En su peregrinación, el maestro y
algunos de sus discípulos bajaron de la montaña al llano y se
encaminaron hacia las murallas de la gran ciudad. Ante la puerta se
había congregado una gran muchedumbre. Cuando se hallaron más cerca
vieron un cadalso levantado y los verdugos ocupados en llevar a
rastras hacia el tajo a un individuo ya muy debilitado por el
calabozo y los tormentos. La plebe se agolpaba alrededor del
espectáculo. Hacían mofa del reo y le escupían, movían bulla y
esperaban con impaciencia la decapitación.
–¿Quién
será y qué delitos habrá perpetrado –se preguntaban unos a otros
los discípulos– para que la multitud desee su muerte con tanto
afán?
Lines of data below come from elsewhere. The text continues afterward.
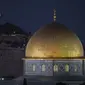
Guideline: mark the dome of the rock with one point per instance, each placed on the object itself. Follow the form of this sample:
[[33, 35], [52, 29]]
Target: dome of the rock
[[54, 40]]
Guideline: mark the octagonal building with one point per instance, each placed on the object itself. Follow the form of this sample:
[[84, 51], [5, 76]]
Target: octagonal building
[[54, 53]]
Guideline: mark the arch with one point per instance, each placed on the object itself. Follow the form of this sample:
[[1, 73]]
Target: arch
[[43, 67], [66, 68]]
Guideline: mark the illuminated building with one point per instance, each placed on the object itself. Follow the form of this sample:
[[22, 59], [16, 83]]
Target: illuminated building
[[54, 54], [12, 45]]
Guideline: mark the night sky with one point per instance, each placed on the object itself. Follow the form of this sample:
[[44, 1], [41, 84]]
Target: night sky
[[30, 15]]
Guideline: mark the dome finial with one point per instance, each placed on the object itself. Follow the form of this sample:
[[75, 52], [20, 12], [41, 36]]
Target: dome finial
[[54, 15]]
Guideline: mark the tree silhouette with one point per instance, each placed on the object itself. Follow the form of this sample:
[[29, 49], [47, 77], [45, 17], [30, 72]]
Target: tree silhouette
[[24, 81]]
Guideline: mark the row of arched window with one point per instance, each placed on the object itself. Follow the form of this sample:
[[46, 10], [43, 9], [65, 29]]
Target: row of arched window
[[55, 68]]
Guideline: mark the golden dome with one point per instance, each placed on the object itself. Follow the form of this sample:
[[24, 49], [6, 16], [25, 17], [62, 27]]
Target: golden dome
[[54, 40]]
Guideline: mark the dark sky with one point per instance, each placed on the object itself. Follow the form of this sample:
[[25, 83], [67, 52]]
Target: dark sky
[[31, 14]]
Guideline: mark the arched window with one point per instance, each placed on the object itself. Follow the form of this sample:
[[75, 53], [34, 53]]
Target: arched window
[[43, 67], [55, 68], [34, 67], [75, 68], [67, 68]]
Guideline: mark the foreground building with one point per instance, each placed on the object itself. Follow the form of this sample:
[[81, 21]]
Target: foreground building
[[12, 49], [54, 54]]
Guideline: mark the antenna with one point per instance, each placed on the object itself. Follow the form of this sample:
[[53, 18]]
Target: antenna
[[54, 15]]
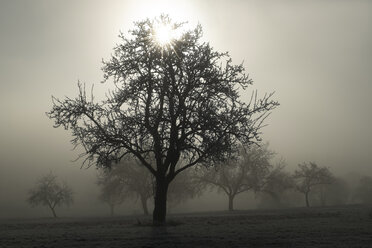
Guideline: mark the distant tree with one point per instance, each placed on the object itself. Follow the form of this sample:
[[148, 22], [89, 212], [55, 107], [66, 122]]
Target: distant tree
[[363, 192], [129, 179], [48, 192], [309, 175], [336, 193], [111, 192], [249, 172], [174, 98], [276, 185]]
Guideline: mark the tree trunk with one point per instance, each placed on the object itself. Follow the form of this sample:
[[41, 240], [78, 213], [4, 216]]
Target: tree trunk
[[54, 212], [160, 208], [112, 210], [144, 205], [231, 202], [307, 199]]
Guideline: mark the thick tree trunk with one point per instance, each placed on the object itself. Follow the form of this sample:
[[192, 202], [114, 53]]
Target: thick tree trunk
[[160, 208], [54, 212], [144, 205], [231, 202], [307, 199], [112, 210]]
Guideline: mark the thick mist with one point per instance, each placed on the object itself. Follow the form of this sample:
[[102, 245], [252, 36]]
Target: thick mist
[[315, 55]]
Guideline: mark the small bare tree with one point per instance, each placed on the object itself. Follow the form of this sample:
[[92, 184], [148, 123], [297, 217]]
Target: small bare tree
[[48, 192], [363, 191], [249, 172], [277, 184], [111, 192], [309, 175]]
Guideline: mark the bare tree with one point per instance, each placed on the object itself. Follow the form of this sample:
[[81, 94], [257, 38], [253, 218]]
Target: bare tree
[[277, 184], [363, 191], [130, 179], [249, 172], [111, 192], [175, 98], [336, 193], [309, 175], [48, 192]]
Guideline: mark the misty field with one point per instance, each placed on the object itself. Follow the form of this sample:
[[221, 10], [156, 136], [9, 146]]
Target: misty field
[[349, 226]]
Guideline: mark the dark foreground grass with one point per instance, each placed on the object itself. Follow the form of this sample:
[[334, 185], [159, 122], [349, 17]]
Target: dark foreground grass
[[348, 226]]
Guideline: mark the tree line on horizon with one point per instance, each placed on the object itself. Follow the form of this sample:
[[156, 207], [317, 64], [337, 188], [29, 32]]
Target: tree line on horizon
[[254, 170]]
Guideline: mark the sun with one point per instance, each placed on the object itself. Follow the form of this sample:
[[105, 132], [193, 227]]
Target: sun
[[164, 34]]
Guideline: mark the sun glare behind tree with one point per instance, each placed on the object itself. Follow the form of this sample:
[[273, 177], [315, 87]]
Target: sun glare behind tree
[[164, 33]]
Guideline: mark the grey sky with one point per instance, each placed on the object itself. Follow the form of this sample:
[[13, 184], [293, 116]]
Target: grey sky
[[316, 55]]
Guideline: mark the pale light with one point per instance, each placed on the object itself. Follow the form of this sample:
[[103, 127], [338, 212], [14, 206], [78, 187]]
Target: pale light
[[164, 34]]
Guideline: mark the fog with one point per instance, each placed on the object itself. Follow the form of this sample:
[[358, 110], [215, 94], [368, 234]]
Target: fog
[[315, 55]]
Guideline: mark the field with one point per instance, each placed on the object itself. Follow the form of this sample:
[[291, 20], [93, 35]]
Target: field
[[348, 226]]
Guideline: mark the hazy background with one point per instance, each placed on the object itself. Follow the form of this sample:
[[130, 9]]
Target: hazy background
[[316, 56]]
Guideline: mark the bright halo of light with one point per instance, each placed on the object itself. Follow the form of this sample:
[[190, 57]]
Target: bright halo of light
[[164, 34]]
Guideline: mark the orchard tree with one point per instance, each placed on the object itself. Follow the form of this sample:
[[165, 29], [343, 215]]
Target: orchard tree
[[250, 171], [129, 179], [174, 98], [310, 175], [276, 185], [363, 191], [48, 192], [111, 192]]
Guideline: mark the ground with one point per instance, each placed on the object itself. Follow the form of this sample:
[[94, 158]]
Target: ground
[[346, 226]]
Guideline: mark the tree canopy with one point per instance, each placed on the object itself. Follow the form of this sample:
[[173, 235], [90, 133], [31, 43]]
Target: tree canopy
[[174, 98]]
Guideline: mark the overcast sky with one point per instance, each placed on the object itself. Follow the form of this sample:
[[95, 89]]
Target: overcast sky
[[316, 56]]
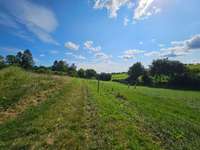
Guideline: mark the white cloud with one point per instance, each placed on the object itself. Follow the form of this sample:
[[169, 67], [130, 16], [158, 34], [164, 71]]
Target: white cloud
[[108, 67], [126, 21], [42, 55], [54, 52], [161, 45], [152, 54], [112, 5], [130, 54], [144, 9], [72, 46], [9, 49], [37, 19], [178, 48], [141, 43], [102, 56], [7, 21], [89, 45], [80, 57]]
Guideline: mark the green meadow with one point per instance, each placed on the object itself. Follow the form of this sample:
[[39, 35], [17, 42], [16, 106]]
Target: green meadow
[[57, 112]]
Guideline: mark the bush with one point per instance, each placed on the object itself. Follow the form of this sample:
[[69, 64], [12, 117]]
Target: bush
[[105, 76]]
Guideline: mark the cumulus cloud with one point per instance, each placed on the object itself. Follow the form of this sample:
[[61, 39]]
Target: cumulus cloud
[[102, 56], [112, 5], [105, 66], [72, 46], [54, 52], [80, 57], [89, 45], [178, 48], [37, 19], [144, 9], [126, 21], [130, 54]]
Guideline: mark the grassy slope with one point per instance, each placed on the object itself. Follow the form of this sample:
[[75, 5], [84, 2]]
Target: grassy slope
[[77, 117], [194, 67]]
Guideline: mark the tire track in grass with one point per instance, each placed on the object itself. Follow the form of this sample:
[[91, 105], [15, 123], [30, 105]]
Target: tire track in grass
[[94, 131]]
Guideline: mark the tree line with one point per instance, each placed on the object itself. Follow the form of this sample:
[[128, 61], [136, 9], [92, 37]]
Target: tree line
[[25, 60], [161, 73], [164, 73]]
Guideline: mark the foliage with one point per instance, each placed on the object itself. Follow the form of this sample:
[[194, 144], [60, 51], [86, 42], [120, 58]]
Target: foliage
[[2, 62], [76, 116], [135, 71], [167, 67], [119, 76], [146, 79], [105, 76], [60, 66], [81, 73], [72, 70], [11, 60], [90, 73]]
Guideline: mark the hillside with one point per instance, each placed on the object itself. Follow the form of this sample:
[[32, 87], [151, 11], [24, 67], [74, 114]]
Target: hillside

Aquí no se ve a nadie que manifieste compasión ni que llore.
–Supongo
que será un hereje –dijo el maestro con tristeza.
Siguieron
acercándose, y cuando se vieron confundidos con el gentío los
discípulos preguntaron a izquierda y derecha quién era y qué
crímenes había cometido el que en aquellos momentos se arrodillaba
frente al tajo.
–Es
un hereje –decía la gente muy indignada–. ¡Hola! ¡Ahora
inclina su cabeza condenada! ¡Acabemos de una vez! En verdad ese
perro quiso enseñarnos que la ciudad del Paraíso tiene sólo dos
puertas, ¡cuando a todos nosotros nos consta perfectamente que las
puertas son doce!
Asombrados,
los discípulos se reunieron alrededor del maestro y le preguntaron:
–¿Cómo
lo adivinaste, maestro?
Él
sonrió y, mientras echaba de nuevo a andar, dijo en voz baja:
–No
ha sido difícil. Si fuese un asesino, o un bandolero o cualquier
otra especie de criminal, habríamos visto entre las gentes del
pueblo pena y compasión. Muchos llorarían y algunos hasta pondrían
el grito en el cielo proclamando su inocencia. Al que tiene una
creencia diferente, en cambio, se le puede sacrificar y echar su
cadáver a los perros sin que el pueblo se inmute.